Hrair Sarkissian, City Fabric, 2010
Hrair Sarkissian
City Fabric 2010
© courtesy of the artist and Kalfayan Galleries, Greece
Wednesday 27 October 2010, 14.00–17.00

Although much has been written about the lens as a colonial tool, film and other lens-based media remain the media of choice for many contemporary artists and increasingly are also being used as an alternative methodology within the research community.

The seminar will take as its starting point current research carried out in Damascus and Amman by geographer Jessica Jacobs (Royal Holloway, University of London)  around the ERSC funded project ‘Re-branding the Levant’ . Jacobs uses a form of participatory film-making as the key method for her research, with the camera being used to reveal new insights into how we navigate place and the past.

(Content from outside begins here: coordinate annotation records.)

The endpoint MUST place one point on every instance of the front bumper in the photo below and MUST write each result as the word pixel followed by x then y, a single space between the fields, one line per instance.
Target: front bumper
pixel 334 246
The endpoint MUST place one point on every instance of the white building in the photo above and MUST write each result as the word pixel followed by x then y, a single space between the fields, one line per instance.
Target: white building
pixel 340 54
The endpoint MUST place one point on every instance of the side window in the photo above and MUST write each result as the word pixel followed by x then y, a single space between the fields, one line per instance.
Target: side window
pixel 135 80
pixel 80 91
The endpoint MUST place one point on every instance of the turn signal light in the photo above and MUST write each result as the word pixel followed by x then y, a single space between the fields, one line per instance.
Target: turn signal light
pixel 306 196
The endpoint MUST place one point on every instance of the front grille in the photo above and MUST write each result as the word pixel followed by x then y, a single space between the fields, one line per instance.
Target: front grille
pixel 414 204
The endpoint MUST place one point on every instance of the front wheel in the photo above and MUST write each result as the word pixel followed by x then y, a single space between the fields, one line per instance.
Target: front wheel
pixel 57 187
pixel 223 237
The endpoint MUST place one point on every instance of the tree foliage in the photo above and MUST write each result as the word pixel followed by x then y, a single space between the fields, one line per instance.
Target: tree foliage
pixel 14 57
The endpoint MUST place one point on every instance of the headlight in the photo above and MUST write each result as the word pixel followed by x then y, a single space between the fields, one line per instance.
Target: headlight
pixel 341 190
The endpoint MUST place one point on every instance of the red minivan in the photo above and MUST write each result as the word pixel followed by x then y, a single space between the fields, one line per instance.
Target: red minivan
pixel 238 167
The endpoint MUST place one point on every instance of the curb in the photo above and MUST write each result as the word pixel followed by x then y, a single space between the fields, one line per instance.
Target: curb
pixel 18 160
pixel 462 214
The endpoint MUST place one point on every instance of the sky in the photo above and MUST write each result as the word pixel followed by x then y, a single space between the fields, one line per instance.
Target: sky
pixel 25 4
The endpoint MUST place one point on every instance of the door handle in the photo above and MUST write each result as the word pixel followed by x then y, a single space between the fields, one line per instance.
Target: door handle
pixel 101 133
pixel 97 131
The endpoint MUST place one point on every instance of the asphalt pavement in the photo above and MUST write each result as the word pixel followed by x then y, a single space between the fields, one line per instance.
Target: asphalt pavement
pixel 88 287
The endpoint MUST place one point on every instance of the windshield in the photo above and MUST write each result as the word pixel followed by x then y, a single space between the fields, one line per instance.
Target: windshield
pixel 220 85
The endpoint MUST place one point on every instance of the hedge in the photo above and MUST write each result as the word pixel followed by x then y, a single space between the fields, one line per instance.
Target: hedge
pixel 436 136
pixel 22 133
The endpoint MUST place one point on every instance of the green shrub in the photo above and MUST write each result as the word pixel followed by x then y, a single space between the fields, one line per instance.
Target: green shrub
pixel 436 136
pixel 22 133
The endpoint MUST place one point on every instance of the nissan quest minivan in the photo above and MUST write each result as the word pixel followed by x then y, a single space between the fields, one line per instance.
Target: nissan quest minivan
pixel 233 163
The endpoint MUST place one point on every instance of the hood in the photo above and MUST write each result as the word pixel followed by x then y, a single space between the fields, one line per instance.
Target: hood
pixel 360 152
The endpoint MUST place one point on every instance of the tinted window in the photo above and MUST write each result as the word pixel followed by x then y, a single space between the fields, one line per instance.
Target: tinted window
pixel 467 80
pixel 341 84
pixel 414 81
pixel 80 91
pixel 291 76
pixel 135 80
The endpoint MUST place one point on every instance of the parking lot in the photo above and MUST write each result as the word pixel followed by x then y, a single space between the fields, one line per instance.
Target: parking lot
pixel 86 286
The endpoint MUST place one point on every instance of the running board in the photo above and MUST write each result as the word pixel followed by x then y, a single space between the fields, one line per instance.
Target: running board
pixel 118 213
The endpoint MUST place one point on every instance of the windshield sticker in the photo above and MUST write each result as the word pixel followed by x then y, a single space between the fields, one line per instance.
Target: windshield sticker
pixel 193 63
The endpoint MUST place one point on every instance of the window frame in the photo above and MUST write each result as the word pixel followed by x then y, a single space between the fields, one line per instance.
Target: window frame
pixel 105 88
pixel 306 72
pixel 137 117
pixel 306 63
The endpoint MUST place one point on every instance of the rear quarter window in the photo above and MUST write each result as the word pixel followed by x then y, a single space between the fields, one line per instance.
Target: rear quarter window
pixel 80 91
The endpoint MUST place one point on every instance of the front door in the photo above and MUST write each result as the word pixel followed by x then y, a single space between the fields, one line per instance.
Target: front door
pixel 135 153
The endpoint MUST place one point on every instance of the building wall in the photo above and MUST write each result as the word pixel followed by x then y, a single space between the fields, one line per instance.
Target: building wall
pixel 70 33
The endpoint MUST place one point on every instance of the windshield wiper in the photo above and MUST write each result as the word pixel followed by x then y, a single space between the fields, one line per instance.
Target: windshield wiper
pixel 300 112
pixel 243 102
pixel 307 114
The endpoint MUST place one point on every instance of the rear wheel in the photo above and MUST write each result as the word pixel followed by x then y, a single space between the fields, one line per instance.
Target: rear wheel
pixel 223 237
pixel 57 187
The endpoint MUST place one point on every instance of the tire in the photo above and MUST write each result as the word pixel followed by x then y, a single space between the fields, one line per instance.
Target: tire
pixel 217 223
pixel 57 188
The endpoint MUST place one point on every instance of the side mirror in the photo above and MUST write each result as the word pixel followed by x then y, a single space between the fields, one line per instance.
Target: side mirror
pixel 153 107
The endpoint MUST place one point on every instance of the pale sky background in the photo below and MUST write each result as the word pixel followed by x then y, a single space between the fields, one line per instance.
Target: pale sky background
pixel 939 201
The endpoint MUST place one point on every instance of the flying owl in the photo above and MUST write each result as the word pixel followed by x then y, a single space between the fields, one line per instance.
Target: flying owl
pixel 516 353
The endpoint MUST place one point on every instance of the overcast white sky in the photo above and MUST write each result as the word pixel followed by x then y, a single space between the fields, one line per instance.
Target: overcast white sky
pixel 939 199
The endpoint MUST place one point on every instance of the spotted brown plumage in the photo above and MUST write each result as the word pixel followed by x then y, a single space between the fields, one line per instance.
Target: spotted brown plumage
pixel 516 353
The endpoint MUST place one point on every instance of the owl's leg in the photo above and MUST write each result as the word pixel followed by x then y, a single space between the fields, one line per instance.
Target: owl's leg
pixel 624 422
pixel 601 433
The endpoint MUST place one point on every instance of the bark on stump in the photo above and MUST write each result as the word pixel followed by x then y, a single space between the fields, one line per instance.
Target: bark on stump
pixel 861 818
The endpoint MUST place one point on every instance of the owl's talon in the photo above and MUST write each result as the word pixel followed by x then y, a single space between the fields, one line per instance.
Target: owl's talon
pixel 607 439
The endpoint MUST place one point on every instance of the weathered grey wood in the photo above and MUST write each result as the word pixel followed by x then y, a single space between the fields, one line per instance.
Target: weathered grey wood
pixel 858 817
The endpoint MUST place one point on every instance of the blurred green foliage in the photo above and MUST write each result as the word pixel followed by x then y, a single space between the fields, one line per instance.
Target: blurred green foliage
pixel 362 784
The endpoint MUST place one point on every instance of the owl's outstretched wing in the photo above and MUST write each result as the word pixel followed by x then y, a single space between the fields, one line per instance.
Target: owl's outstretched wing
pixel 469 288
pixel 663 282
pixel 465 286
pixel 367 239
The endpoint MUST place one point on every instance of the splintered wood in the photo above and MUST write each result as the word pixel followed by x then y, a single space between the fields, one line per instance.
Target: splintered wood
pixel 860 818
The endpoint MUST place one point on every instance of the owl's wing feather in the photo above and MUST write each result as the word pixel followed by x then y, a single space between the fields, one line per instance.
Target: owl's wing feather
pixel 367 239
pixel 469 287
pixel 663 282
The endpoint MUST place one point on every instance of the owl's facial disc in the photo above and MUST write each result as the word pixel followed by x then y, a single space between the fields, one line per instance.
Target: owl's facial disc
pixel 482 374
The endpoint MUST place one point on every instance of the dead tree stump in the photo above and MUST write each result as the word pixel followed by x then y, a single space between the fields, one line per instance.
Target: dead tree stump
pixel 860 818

The seminar will additionally bring together a number of artists/practitioners to show work and compare similar forms of experimental film and video practices. It ultimately seeks to address how artists and researchers use lens based practices as creative methodologies, identify where, if at all, similarities may be found between their approaches and to create the space for further discussion and understanding between the two fields.

Damascus-based photographer Hrair Sarkissian will showcase his current photographic projects in Syrian and Armenia.

Artists Brad Butler and Karen Mirza will discuss their multi-layered practice that challenges and interrogates terms such as participation, collaboration, and the social turn. In particular they will present   their ongoing project The Museum of Non Participation, focusing on the first film produced as part of this project, The Exception and the Rule.

Filmmaker Maysoon Pachachi will discuss her film Open Shutters Iraq, which documents a participatory photography project with a group of five women from Iraq.

This event is part of the LCACE Inside Out Festival. Supported by LCACE, The Delfina Foundation and Research and Enterprise, Royal Holloway, University of London.